The law minister, while speaking at an event two months after Jethwa’s killing, named him and said that stern action should be taken against those who attack activists. Jethwa was also honoured posthumously for his transparency activism by various organizations.

Jethwa’s friends and colleagues, none of whom were willing to be named, remembered an environment-loving man killed for doing the work that was important to him. One childhood friend and colleague dissolved into tears when recalling his commitment to fighting the good fight. ‘This is a criminal state, and society and the law are blind,’ said the friend. ‘Without the general, what will the soldiers do?’
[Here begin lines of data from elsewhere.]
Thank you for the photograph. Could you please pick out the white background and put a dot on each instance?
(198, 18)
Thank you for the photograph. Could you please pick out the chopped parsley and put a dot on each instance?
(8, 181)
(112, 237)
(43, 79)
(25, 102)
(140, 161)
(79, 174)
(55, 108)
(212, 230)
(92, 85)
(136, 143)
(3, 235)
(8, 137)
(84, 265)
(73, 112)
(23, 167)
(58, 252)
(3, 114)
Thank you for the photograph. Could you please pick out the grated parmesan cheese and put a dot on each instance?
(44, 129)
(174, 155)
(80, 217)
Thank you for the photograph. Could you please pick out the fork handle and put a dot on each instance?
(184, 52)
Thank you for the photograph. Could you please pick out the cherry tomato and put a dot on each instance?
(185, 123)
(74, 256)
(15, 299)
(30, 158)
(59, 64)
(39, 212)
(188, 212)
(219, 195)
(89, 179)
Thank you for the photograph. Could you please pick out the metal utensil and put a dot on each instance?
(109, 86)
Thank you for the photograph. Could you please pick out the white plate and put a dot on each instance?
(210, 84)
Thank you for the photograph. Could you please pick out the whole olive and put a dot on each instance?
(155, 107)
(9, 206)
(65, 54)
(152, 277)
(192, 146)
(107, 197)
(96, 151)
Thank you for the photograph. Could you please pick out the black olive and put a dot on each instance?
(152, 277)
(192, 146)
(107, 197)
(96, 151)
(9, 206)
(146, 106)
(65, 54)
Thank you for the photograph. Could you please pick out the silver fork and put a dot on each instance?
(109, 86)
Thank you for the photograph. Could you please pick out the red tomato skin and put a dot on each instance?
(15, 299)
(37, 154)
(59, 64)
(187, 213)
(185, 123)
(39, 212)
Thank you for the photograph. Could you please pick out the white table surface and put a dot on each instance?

Meanwhile, Jethwa’s father, Bhikhalal, is trying to pursue his son’s work through a new organization he has established. Gujarat has seen several attacks on transparency activists, accounting for 12 of 82 such killings in India, as of 2019, according to the database maintained by the Commonwealth Human Rights Initiative.

‘All the families are silent except for me,’ said Bhikhalal. ‘I am the only one fighting against all these powerful people.’

February 2023 update

In 2019, a special CBI court found that Dinu Solanki and his nephew, alongside five other suspects, were guilty of Jetwa’s murder. The court reaffirmed that the killing was motivated by Jetwa’s exposé of Solanki’s illegal mining activities. However, in September 2021, the Gujarat High Court suspended Solanki’s sentence pending his appeal against the 2019 conviction. And in February 2023, the court suspended Solanki’s nephew’s sentence and granted him bail pending the hearing on his appeal.